[Dixielandjazz] Pete Smythe

Ed Danielson mcvouty78 at hotmail.com
Wed Oct 29 14:51:00 PST 2003


Interesting that someone brought up the late Pete Smythe.  I didn't realize 
he was well known outside of metro Denver.  I had the distinct pleasure of 
working with Smythe briefly back in the early 1970s, as a board operator and 
straight man.  Pete was an awfully nice guy, and quite a good piano player.  
He and a partner had bought the radio station where I was working, with the 
idea of launching a radio comeback for Pete, who had been off the air for a 
number of years.  So Pete worked the morning drive shift from his "general 
store" just as he had when I was a kid.  He was very entertaining, though 
the East Tincup shtick seemed kind of dated.  Johnny Carson once called 
Homer and Jethro the "Smothers Brothers of the stone age;" similarly, Pete 
came across as the Garrison Keillor of the stone age.  Other than Pete's 
show, the day's programming was devoted to a sort of "beautiful music" 
format:  the million-and-one-strings orchestra playing the pre-war great 
American songbook.  (I used to sneak a Ralph Sutton record on now and then.)

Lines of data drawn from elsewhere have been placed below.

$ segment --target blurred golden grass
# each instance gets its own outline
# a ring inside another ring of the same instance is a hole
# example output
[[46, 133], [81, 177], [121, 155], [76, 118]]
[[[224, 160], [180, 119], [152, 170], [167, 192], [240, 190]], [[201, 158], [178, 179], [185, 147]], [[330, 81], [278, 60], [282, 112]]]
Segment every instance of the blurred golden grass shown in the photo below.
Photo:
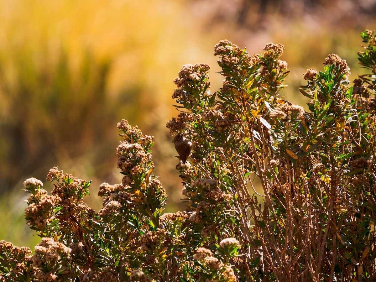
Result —
[[0, 240], [30, 247], [38, 241], [25, 225], [20, 191], [26, 178], [44, 181], [54, 165], [93, 180], [89, 203], [97, 210], [99, 185], [121, 181], [115, 126], [123, 118], [155, 136], [154, 173], [170, 196], [166, 210], [183, 208], [176, 203], [182, 197], [176, 153], [165, 126], [177, 115], [172, 80], [182, 65], [204, 63], [211, 67], [212, 91], [220, 87], [212, 47], [221, 39], [251, 53], [270, 41], [284, 44], [282, 59], [291, 69], [286, 96], [297, 104], [305, 100], [295, 85], [304, 83], [306, 68], [321, 70], [328, 54], [338, 53], [358, 71], [359, 34], [369, 24], [327, 29], [325, 19], [315, 27], [273, 16], [261, 29], [240, 27], [225, 17], [213, 20], [217, 5], [0, 0], [0, 191], [8, 191], [0, 199], [6, 226]]

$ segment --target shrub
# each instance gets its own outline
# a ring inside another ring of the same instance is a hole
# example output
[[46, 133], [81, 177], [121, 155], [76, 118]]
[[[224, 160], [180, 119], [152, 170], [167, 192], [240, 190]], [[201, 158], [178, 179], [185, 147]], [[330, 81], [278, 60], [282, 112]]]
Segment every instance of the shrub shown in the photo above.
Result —
[[26, 220], [42, 242], [32, 256], [0, 242], [3, 280], [374, 280], [376, 38], [361, 36], [369, 73], [350, 86], [346, 61], [329, 55], [323, 71], [304, 75], [309, 112], [280, 96], [281, 44], [251, 56], [221, 41], [225, 79], [214, 94], [208, 66], [183, 66], [173, 98], [185, 111], [167, 126], [182, 135], [182, 158], [179, 146], [192, 151], [176, 167], [187, 210], [163, 214], [153, 137], [123, 120], [122, 183], [100, 185], [98, 212], [83, 200], [90, 182], [57, 168], [50, 195], [25, 182]]

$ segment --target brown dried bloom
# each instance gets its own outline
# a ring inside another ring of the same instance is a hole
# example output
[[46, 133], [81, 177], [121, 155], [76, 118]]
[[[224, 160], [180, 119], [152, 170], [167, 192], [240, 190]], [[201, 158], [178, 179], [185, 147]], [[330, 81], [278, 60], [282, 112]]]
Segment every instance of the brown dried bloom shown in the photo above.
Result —
[[331, 65], [334, 64], [335, 64], [336, 67], [340, 67], [340, 72], [344, 73], [348, 76], [350, 75], [350, 68], [347, 65], [346, 60], [342, 60], [335, 54], [331, 54], [325, 58], [325, 60], [323, 63], [324, 65]]
[[69, 246], [71, 248], [71, 253], [77, 254], [80, 251], [83, 249], [85, 245], [81, 242], [77, 242], [75, 244], [71, 244]]
[[52, 272], [44, 272], [40, 269], [38, 270], [34, 277], [38, 281], [45, 281], [47, 282], [55, 282], [58, 280], [58, 276]]
[[269, 116], [272, 120], [276, 121], [280, 120], [284, 121], [286, 120], [287, 115], [282, 111], [275, 109], [269, 114]]
[[239, 62], [239, 58], [224, 55], [222, 57], [222, 63], [226, 65], [235, 65]]
[[357, 78], [354, 80], [353, 83], [353, 94], [359, 94], [363, 97], [367, 97], [369, 96], [367, 88], [363, 85], [362, 80]]
[[54, 167], [53, 168], [50, 170], [46, 180], [47, 181], [50, 181], [53, 179], [57, 179], [58, 180], [62, 178], [64, 176], [62, 170], [59, 170], [57, 167]]
[[369, 163], [366, 158], [358, 158], [350, 162], [350, 169], [355, 170], [358, 168], [368, 168]]
[[201, 216], [196, 211], [193, 212], [189, 217], [190, 221], [193, 223], [198, 223], [201, 221]]
[[215, 226], [209, 225], [201, 229], [201, 236], [204, 238], [208, 238], [215, 234], [217, 231]]
[[190, 127], [190, 123], [193, 120], [193, 115], [191, 114], [181, 112], [177, 116], [177, 118], [173, 118], [167, 122], [166, 127], [170, 130], [170, 133], [184, 131]]
[[178, 87], [181, 87], [186, 85], [188, 82], [196, 82], [199, 80], [201, 76], [203, 75], [208, 78], [209, 76], [205, 73], [209, 70], [209, 66], [208, 65], [204, 64], [196, 64], [195, 65], [188, 64], [184, 65], [179, 71], [178, 74], [179, 76], [174, 80], [174, 82]]
[[228, 40], [220, 40], [214, 47], [214, 55], [230, 54], [234, 50], [232, 43]]
[[62, 256], [69, 258], [71, 249], [52, 238], [44, 237], [41, 242], [35, 246], [33, 256], [34, 267], [40, 267], [46, 263], [57, 263]]
[[214, 270], [218, 270], [223, 266], [223, 264], [214, 256], [207, 256], [204, 259], [204, 263], [209, 268]]
[[[297, 120], [302, 119], [303, 118], [303, 114], [304, 114], [304, 109], [303, 107], [297, 105], [292, 104], [290, 105], [287, 103], [283, 104], [280, 106], [273, 112], [276, 110], [281, 111], [284, 113], [287, 116], [285, 118], [288, 120], [291, 120], [293, 117], [295, 117], [295, 118]], [[277, 113], [276, 113], [275, 114], [277, 115]]]
[[123, 186], [124, 187], [128, 185], [130, 185], [133, 183], [133, 179], [127, 175], [124, 175], [121, 180], [121, 183], [123, 184]]
[[265, 50], [263, 56], [265, 58], [271, 58], [277, 59], [279, 58], [283, 52], [285, 47], [282, 44], [273, 44], [272, 42], [267, 44], [264, 48]]
[[240, 243], [235, 238], [226, 238], [221, 241], [219, 243], [219, 246], [222, 249], [224, 249], [229, 246], [236, 246], [238, 247], [240, 246]]
[[30, 249], [27, 247], [15, 247], [10, 242], [0, 241], [0, 253], [7, 254], [9, 256], [21, 256], [24, 259], [31, 253]]
[[275, 168], [279, 165], [279, 161], [274, 159], [270, 160], [270, 165], [273, 168]]
[[220, 118], [223, 116], [223, 114], [220, 111], [212, 109], [205, 110], [201, 114], [201, 118], [203, 121], [211, 119]]
[[370, 185], [370, 181], [365, 175], [357, 175], [351, 179], [351, 184], [357, 187], [364, 186], [368, 187]]
[[114, 186], [104, 182], [99, 185], [99, 191], [98, 193], [98, 196], [108, 196], [114, 193]]
[[279, 72], [280, 71], [284, 71], [287, 69], [287, 62], [286, 61], [278, 60], [277, 62], [277, 69]]
[[205, 258], [212, 255], [213, 254], [210, 250], [201, 247], [196, 249], [196, 253], [193, 255], [193, 259], [202, 261]]
[[311, 68], [307, 70], [304, 74], [304, 79], [307, 80], [313, 80], [316, 79], [316, 76], [317, 75], [317, 72]]
[[201, 187], [206, 190], [217, 187], [218, 182], [215, 179], [205, 178], [198, 178], [192, 182], [191, 186], [192, 187]]
[[[143, 152], [142, 146], [138, 143], [131, 143], [124, 141], [122, 142], [116, 149], [117, 155], [118, 157], [125, 155], [129, 158], [135, 155], [140, 152]], [[130, 155], [130, 156], [129, 155]]]
[[222, 276], [225, 278], [226, 281], [228, 282], [232, 282], [237, 281], [236, 275], [234, 272], [232, 268], [229, 265], [226, 267], [226, 270], [222, 273]]
[[43, 183], [40, 180], [39, 180], [34, 177], [32, 177], [31, 178], [28, 178], [24, 182], [24, 186], [25, 188], [27, 188], [28, 186], [31, 186], [35, 187], [40, 187], [43, 186]]
[[137, 136], [141, 135], [141, 132], [138, 126], [131, 126], [128, 121], [124, 119], [120, 123], [118, 123], [117, 127], [122, 131], [130, 135]]
[[111, 215], [117, 211], [121, 205], [116, 201], [111, 201], [98, 212], [98, 214], [101, 216]]
[[210, 204], [206, 201], [202, 201], [200, 202], [197, 205], [196, 210], [197, 211], [208, 211], [210, 208]]
[[139, 269], [135, 269], [129, 276], [130, 281], [151, 281], [152, 279]]

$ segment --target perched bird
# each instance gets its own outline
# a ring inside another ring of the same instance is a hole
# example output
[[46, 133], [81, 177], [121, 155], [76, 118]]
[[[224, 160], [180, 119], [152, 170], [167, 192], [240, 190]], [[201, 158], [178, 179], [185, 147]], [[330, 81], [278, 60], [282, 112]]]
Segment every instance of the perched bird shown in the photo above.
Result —
[[183, 164], [185, 164], [192, 153], [192, 142], [185, 138], [182, 134], [175, 136], [172, 142], [175, 144], [175, 149], [179, 154], [180, 160]]

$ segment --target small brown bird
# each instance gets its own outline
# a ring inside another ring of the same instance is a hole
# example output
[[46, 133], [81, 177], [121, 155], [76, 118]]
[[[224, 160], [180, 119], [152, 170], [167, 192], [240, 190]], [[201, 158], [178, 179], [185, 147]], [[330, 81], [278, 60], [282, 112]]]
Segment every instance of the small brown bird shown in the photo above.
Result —
[[180, 160], [183, 164], [185, 164], [192, 153], [192, 142], [185, 138], [182, 134], [175, 136], [172, 142], [175, 144], [175, 149], [179, 154]]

Did I say this was the 1970s?  You can imagine how Pete's folksy charm went 
over in the disco era -- particularly in Denver, at that time full of 
boomers who had moved here in the 1960s and 1970s because they thought the 
city would be more sympathetic to the counter culture than other places.  He 
bombed, unfortunately.  Although he maintained co-ownership of the station 
for a few years, the partnership struggled to find a format that took off.  
I suggested they turn it into a jazz station -- after all, the ratings were 
already the lowest of any Denver FM station at the time, so what did they 
have to lose?  Management demurred, but, after all the staff were replaced, 
myself included, the station did became a jazz station -- the first KADX, 
call letters eventually appropriated by Dick Gibson for the jazz station he 
later operated -- playing bebop, fusion, soul jazz and everything else but 
trad or swing.  Ultimately it was sold, and became a country-western 
station, but that's another story.  That frequency is now Denver's oldies 
station.

"You might as well fall flat on your face as lean over too far backward."